As Nakamova says further up, though, plenty of people who have epilepsy live life to the full and I'm sure your son will realise this once he gets over the shock. My daughter sang at a school concert on Thursday night, went to a party last night, did four hours at her part-time job today and then went to a gig a hour away tonight - all normal teenage stuff. It's such a shame abut your son's driving licence (Rosie isn't old enough to have had one in the first place, so it's not so hard on her) but better safe than sorry, and he may have it back before too long if things go well.

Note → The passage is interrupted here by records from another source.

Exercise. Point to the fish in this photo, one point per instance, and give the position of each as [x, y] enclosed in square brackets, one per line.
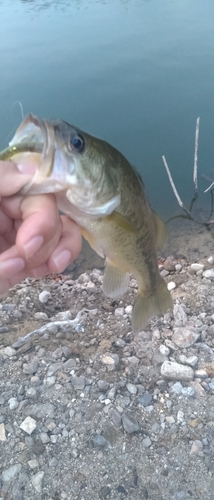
[97, 187]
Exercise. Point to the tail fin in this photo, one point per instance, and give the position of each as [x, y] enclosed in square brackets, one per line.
[146, 307]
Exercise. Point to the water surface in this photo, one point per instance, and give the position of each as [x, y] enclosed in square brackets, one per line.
[135, 73]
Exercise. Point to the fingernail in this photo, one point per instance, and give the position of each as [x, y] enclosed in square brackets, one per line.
[62, 259]
[11, 266]
[31, 247]
[26, 169]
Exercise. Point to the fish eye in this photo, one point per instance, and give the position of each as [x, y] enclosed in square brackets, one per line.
[76, 143]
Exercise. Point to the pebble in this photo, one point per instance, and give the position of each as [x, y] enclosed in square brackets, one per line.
[197, 267]
[110, 359]
[145, 399]
[9, 351]
[103, 385]
[131, 388]
[78, 382]
[164, 350]
[2, 433]
[184, 337]
[9, 474]
[180, 316]
[13, 403]
[171, 285]
[191, 361]
[30, 368]
[197, 447]
[28, 425]
[44, 296]
[100, 441]
[147, 442]
[130, 424]
[37, 481]
[173, 371]
[40, 316]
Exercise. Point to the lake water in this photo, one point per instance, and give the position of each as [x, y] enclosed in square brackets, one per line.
[135, 73]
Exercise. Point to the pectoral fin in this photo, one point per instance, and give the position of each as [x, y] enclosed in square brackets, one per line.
[115, 281]
[161, 231]
[122, 222]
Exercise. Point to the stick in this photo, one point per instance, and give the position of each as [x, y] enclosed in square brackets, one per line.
[172, 183]
[195, 168]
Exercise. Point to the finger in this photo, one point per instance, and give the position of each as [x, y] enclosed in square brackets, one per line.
[40, 231]
[68, 248]
[8, 171]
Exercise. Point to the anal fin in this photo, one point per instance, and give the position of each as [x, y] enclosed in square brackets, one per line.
[115, 281]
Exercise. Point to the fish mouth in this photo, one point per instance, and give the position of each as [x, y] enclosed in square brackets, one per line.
[36, 136]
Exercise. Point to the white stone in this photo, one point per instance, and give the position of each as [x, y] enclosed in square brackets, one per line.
[13, 403]
[173, 371]
[209, 273]
[28, 425]
[164, 350]
[197, 267]
[191, 361]
[210, 260]
[184, 337]
[2, 433]
[119, 311]
[171, 285]
[37, 481]
[44, 296]
[197, 447]
[9, 351]
[180, 316]
[128, 309]
[33, 464]
[9, 474]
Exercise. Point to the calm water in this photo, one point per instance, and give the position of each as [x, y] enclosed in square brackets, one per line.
[136, 73]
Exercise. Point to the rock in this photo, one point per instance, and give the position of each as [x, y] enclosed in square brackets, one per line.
[100, 441]
[184, 337]
[130, 423]
[209, 273]
[197, 267]
[103, 385]
[9, 351]
[9, 474]
[115, 416]
[40, 410]
[180, 316]
[176, 388]
[40, 316]
[2, 433]
[131, 388]
[104, 492]
[147, 442]
[30, 368]
[210, 260]
[110, 359]
[191, 361]
[37, 481]
[28, 425]
[13, 403]
[145, 399]
[44, 297]
[197, 447]
[78, 382]
[173, 371]
[164, 350]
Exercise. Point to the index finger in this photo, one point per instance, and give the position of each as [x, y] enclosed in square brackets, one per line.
[13, 177]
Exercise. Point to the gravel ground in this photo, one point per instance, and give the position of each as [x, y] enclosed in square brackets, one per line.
[90, 411]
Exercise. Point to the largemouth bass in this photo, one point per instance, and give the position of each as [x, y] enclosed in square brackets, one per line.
[98, 188]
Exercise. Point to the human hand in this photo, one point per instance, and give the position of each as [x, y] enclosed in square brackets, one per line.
[34, 239]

I know how worrying this all is for you and your son but you WILL get through it.
 
Well, my friend was all but seizure free, just one or two absences a year, which could have been for other reason, for 15+ years, off meds and all then the 17th of this month, status for 7 hours, non stop t/c alternating with absence seizures. So it can happen.
 
Does he take brand name medication? Personally, I feel strongly in favor of brand name or consistently taking the exact same manufacturer's medication on a regular basis.
Also, is he consuming those energy drinks to compensate for side effects of medications? They have had a bad rap in the news lately for normal kids.
Personally, I had more help career wise from a school nurse than the guidance counselor who frustrated me completely. There are programs that may help him build a career. He's probably thinking he has no future, no dream, etc. Does he have interests in other areas?